TWINN #106 Cloudflare used to bypass firewalls
Mondays after the holidays are always busy and exciting, but it seems that the threats don’t take a break during the holidays. The people behind them don’t necessarily take a break and that’s what we’ve seen again this season.
As threats and the threat detection cat and mouse game continues, we are more commonly now seeing threat protection evasion techniques being used, including ways to bypass gateway security. We’ve been strong proponents of data sovereignty when it comes to gateway security, and this week we have a perfect example of how services from Cloudflare are being used to bypass protection:
Table of Contents
The 5 Top Cyber Security Stories Of The Week – January 9, 2023
Malicious PyPi packages create CloudFlare Tunnels to bypass firewalls. This is an example of why self-custody in terms of protection is critically important, resulting in data sovereignty for the business owner.

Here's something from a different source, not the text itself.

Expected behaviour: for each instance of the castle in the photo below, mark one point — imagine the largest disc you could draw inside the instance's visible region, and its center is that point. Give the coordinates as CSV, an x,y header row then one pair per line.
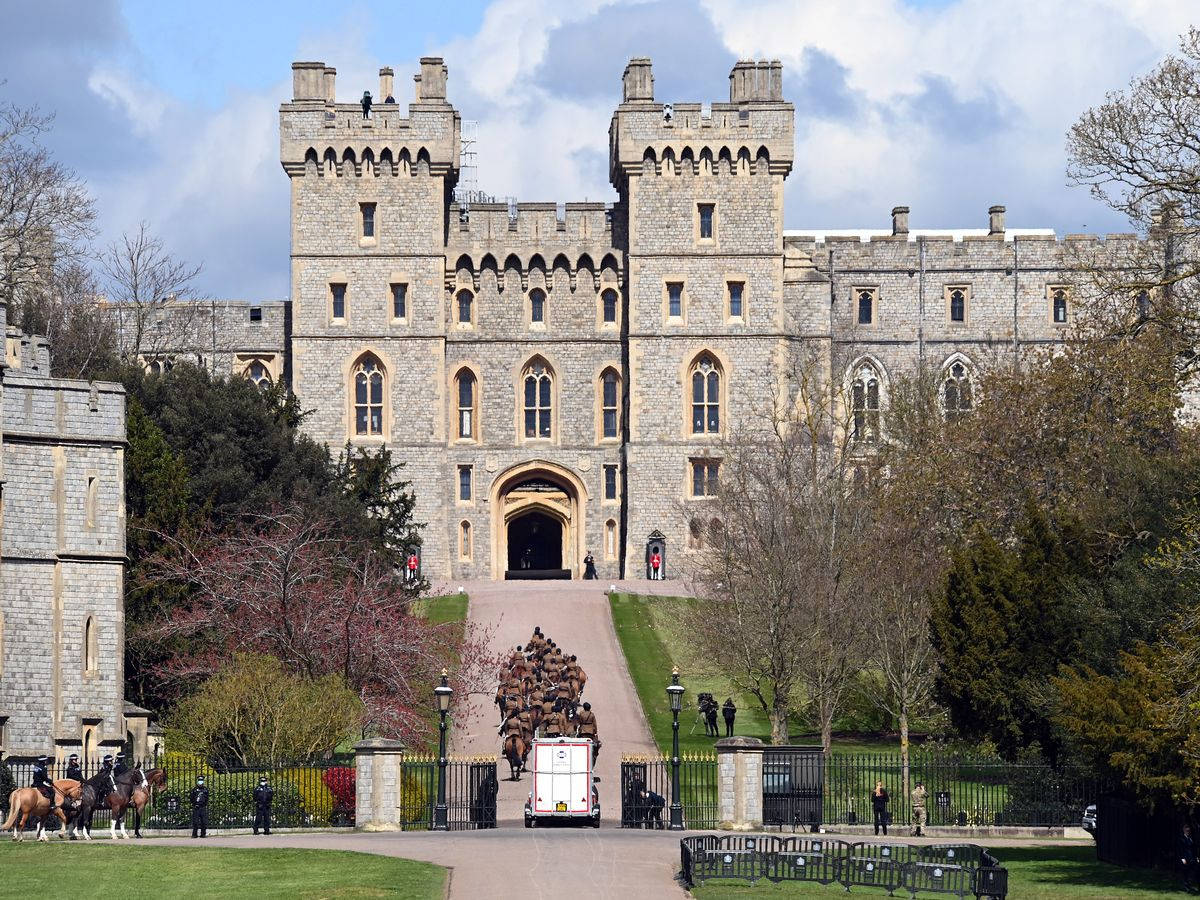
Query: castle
x,y
63,563
557,377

Rackspace Blames Zero-Day Exploit for Ransomware Hit Success. Rackspace was in a tough spot. Applying the patches broke Outlook Web Access, but applying Microsoft’s recommended mitigation left other vulnerabilities, which attackers exploited. Rackspace is now out of the Hosted Exchange business completely.
First LastPass, now Slack and CircleCI. The hacks go on (and will likely worsen). Continuous auditing of the supply chain will only become increasingly essential.
Web Hackers vs. The Auto Industry: Critical Vulnerabilities in Ferrari, BMW, Rolls Royce, Porsche, and More. Is any vehicle *not* vulnerable? Wow.
Russian Turla Hackers Hijack Decade-Old Malware Infrastructure to Deploy New Backdoors. What’s old is new again. Spreading malware via USB is still applied as it is useful to the attackers.
Did you know?
At CES2023, the trend is All battery power, everywhere, all the time. The future looks amazing!